PyTorch 2.8 Brings Native XCCL Support to Intel GPUs: Case Studies from Argonne National Laboratory

Intel announces a major enhancement for distributed training in PyTorch 2.8: the native integration of the XCCL backend for Intel® GPUs (Intel® XPU devices). This provides support for Intel® oneAPI Collective Communications Library (oneCCL) directly into PyTorch, giving developers a seamless, out-of-the-box experience to scale AI workloads on Intel hardware.

Seamless Distributed Training on Intel® GPUs

Prior to this release, PyTorch lacked a built-in method for distributed training on Intel GPUs, preventing users from taking full advantage of advanced features. The introduction of the native XCCL backend in PyTorch 2.8 closes this gap. The integration of XCCL followed a transparent, community-driven process guided by a public RFC to ensure the design aligned with PyTorch’s core principles of usability and reliability.

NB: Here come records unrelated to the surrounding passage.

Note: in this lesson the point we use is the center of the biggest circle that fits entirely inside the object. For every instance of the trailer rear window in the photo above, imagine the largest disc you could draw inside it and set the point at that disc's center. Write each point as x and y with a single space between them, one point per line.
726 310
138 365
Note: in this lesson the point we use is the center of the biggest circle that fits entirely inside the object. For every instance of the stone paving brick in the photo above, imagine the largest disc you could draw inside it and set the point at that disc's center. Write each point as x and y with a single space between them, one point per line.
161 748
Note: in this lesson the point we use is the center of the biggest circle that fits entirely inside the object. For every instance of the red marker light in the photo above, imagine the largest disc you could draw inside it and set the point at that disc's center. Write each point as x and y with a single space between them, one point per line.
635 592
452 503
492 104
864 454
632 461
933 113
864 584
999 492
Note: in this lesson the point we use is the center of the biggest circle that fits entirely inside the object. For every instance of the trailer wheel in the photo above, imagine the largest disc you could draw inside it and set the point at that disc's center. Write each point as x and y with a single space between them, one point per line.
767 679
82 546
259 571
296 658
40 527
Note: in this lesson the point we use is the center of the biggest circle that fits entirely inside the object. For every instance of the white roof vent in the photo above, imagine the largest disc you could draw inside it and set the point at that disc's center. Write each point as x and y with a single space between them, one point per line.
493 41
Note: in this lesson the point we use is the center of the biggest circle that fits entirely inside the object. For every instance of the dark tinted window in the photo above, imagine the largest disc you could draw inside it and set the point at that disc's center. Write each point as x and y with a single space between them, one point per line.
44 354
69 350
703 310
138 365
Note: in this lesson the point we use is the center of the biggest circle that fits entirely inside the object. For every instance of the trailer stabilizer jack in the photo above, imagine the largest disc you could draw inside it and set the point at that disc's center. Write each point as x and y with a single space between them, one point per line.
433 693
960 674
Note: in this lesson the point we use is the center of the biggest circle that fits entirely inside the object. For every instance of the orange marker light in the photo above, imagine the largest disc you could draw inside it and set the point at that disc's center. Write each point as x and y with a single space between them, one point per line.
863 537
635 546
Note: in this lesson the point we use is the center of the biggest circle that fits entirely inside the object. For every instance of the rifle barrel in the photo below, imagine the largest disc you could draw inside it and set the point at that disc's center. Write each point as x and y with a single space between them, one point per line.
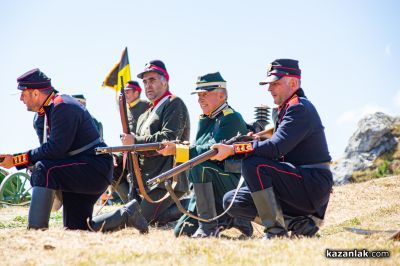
130 148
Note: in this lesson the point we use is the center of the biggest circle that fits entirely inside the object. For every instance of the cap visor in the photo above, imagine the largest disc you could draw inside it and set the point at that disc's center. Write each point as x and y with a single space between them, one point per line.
269 79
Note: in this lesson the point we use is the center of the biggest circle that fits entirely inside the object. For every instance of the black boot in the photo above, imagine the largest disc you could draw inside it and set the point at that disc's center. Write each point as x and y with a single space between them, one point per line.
301 226
270 213
128 215
40 208
205 204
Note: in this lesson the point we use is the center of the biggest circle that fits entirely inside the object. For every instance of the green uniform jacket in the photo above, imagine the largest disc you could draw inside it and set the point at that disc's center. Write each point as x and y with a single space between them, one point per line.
139 108
170 122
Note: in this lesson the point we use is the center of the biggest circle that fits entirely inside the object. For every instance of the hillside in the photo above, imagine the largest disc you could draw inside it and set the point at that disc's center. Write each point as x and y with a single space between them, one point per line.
371 205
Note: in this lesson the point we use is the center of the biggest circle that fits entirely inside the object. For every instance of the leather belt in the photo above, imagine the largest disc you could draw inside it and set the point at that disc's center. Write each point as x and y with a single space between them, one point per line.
325 166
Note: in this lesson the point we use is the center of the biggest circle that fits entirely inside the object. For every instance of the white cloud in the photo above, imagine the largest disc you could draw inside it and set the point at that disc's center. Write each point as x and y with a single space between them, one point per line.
388 49
353 116
397 99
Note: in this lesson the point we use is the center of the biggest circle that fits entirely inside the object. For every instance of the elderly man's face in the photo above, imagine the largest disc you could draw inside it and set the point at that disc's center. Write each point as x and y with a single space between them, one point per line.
210 100
131 95
281 90
154 87
30 99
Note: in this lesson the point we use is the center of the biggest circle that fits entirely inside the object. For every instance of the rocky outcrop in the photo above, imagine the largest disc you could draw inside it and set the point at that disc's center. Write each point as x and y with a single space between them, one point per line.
372 138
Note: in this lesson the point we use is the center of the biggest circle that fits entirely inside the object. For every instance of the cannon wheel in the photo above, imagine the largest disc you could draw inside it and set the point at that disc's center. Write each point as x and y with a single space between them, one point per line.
15 189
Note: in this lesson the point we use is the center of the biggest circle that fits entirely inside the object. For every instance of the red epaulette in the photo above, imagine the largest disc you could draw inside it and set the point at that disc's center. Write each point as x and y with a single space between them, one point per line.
58 99
245 147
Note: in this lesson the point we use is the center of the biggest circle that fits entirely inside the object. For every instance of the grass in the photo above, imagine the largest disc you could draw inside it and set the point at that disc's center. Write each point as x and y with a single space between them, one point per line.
370 205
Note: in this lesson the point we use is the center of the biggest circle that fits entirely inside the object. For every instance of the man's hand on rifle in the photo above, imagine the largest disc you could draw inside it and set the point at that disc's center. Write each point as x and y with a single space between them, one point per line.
6 161
127 139
169 148
224 151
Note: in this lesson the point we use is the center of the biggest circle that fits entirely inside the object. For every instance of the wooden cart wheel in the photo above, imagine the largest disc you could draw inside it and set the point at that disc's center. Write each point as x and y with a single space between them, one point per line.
15 189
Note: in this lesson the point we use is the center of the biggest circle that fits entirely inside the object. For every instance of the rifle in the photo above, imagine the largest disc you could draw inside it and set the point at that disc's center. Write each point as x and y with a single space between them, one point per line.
131 158
201 158
131 148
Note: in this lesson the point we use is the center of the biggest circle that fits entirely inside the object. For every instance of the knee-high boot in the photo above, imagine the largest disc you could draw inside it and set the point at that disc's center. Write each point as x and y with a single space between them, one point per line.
129 215
205 204
270 213
40 208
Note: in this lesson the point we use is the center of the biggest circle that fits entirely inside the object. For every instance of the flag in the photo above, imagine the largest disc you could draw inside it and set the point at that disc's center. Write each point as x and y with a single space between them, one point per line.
121 69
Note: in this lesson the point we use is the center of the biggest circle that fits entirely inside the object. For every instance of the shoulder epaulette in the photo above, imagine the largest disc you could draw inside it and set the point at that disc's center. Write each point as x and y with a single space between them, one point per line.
227 111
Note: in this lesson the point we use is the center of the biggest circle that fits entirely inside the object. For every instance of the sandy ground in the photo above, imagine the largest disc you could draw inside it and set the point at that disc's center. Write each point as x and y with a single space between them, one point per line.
372 205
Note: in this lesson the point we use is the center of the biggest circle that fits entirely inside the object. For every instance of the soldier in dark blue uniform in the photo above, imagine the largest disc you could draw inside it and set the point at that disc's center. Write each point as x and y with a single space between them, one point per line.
287 174
65 161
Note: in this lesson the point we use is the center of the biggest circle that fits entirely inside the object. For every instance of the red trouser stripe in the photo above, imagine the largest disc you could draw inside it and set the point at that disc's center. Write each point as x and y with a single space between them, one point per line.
59 166
276 169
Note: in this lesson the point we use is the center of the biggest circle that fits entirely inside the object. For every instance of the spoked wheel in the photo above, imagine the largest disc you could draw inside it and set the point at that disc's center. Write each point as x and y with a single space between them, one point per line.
15 189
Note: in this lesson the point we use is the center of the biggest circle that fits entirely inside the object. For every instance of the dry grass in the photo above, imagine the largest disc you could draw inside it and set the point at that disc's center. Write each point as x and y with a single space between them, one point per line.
370 205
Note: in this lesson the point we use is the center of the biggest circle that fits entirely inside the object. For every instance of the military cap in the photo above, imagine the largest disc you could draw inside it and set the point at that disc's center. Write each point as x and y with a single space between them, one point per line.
133 85
282 68
155 66
79 96
209 82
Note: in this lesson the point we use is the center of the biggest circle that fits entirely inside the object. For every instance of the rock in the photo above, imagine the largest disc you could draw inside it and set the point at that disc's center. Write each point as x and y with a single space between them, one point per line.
372 138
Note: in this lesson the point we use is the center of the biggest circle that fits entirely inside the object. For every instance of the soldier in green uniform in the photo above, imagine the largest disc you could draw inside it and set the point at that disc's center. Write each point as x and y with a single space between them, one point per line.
166 119
210 179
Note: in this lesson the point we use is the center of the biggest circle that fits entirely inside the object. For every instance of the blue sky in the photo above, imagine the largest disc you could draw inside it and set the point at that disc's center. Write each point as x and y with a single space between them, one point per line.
348 52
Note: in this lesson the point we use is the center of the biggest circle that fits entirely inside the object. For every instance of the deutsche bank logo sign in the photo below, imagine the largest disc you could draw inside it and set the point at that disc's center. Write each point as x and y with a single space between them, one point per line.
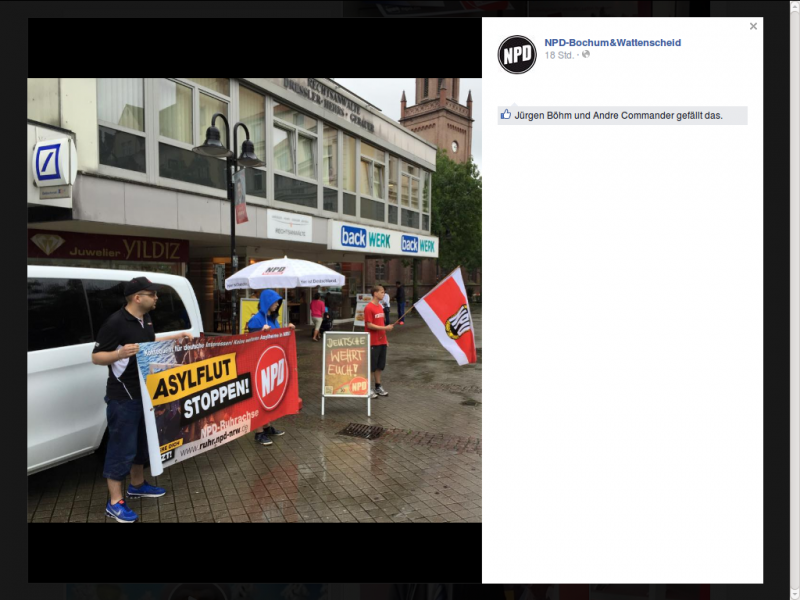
409 243
47 162
354 237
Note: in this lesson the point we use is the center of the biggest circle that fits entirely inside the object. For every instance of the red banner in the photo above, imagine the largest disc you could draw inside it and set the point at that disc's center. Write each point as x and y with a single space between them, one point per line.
68 244
212 390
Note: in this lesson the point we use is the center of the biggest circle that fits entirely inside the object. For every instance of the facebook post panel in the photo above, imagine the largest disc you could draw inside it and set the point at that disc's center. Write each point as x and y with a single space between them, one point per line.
627 154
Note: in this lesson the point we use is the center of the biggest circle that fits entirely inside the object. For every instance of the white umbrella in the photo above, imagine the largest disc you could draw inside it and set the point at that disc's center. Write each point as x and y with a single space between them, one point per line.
283 273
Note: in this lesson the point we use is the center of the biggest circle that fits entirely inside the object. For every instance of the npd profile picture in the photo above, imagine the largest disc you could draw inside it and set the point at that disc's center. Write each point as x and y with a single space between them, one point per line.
517 54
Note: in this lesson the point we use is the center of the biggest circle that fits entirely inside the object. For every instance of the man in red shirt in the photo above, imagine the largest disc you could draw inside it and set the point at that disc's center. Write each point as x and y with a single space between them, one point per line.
374 319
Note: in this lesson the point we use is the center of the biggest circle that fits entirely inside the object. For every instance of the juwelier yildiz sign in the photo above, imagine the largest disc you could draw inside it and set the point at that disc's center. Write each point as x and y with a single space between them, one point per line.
360 238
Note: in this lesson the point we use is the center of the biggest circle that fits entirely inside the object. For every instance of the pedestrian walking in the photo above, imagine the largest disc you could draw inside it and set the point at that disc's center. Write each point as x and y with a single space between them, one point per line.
317 312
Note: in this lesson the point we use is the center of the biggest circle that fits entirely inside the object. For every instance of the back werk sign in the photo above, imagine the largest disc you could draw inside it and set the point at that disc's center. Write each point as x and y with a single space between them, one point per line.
201 394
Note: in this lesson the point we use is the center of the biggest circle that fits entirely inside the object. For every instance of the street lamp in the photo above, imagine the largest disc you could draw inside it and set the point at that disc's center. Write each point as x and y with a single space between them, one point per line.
214 148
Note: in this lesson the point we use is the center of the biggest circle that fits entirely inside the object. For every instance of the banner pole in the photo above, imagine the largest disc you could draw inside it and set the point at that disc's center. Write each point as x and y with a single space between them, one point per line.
409 310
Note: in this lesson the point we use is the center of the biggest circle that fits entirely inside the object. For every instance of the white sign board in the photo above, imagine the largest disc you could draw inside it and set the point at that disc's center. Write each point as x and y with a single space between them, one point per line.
288 226
373 240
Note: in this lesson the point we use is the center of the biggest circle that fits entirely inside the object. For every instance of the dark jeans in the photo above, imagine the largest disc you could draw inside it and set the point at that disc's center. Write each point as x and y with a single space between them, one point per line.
127 439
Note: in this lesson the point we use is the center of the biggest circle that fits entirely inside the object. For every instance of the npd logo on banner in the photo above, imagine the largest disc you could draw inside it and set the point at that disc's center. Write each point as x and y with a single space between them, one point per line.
272 377
517 54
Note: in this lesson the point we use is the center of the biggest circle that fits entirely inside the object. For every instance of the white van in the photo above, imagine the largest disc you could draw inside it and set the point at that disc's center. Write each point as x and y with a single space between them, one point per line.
66 307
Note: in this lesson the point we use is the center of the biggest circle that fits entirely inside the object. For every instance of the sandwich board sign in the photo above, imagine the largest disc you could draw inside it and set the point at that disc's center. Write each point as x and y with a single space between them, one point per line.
345 366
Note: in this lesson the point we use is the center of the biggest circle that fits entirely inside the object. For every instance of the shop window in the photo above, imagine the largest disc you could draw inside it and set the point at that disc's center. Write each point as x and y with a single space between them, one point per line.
57 314
185 111
349 204
295 117
294 191
330 140
121 150
283 149
330 200
222 86
170 314
426 193
120 117
392 179
256 182
188 166
107 297
349 163
294 150
410 219
252 112
371 210
175 112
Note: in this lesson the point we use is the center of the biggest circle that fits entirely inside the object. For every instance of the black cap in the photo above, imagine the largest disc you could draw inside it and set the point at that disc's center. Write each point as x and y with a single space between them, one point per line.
137 284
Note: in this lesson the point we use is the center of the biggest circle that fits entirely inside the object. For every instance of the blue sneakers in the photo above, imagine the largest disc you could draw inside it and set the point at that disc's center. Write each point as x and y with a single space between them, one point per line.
145 491
121 512
263 439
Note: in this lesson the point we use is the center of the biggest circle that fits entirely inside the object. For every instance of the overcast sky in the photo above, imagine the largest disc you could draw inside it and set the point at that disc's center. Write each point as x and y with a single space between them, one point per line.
386 94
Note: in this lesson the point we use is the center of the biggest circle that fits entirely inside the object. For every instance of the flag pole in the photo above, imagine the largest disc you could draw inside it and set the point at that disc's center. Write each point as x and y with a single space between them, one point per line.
409 310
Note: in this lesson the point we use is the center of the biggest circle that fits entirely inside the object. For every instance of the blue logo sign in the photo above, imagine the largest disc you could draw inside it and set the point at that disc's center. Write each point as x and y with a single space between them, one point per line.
354 237
409 243
47 156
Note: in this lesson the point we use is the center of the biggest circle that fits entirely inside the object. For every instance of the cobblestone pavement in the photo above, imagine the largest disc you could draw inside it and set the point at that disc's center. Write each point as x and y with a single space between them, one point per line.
425 468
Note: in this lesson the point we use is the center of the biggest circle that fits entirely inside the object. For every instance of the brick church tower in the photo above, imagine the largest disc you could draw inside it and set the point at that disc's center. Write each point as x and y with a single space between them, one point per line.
438 117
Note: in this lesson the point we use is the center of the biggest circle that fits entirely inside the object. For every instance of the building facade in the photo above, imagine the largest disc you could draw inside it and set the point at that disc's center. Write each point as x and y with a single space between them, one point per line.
341 182
436 116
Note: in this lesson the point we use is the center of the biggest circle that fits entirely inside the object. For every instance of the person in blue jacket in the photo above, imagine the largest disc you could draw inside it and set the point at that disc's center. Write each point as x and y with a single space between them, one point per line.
266 318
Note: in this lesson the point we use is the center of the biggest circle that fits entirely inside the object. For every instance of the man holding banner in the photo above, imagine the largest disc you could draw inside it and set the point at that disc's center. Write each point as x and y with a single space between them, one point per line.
116 347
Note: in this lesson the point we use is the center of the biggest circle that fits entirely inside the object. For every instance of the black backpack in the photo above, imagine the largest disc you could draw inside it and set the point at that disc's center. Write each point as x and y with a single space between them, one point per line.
327 322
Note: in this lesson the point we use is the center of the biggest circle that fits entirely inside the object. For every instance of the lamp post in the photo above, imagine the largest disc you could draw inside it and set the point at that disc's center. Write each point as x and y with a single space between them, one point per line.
214 148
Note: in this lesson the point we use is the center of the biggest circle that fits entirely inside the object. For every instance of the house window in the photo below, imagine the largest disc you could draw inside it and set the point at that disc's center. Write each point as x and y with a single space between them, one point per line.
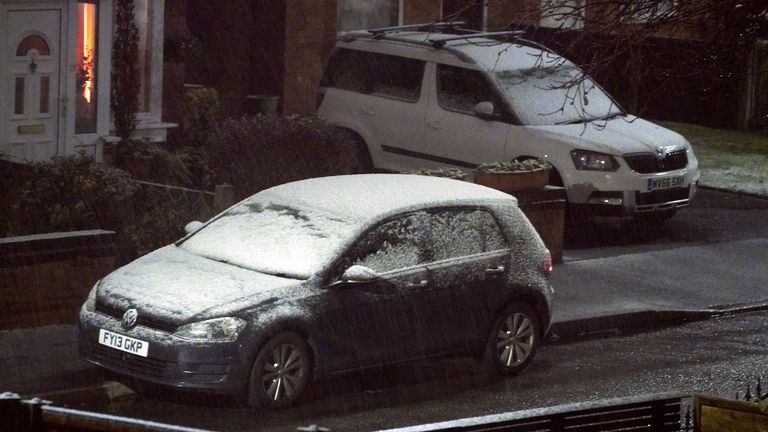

This integration was essential to:

Provide a Seamless User Experience: For most developers, distributed training on Intel GPUs now simply works, mirroring the straightforward experience on other hardware. This removes previous barriers to entry and simplifies workflows.

Guarantee Feature Parity: Ensure that state-of-the-art PyTorch features, such as Fully Sharded Data Parallelism v2 (FSDP2), work seamlessly on Intel hardware.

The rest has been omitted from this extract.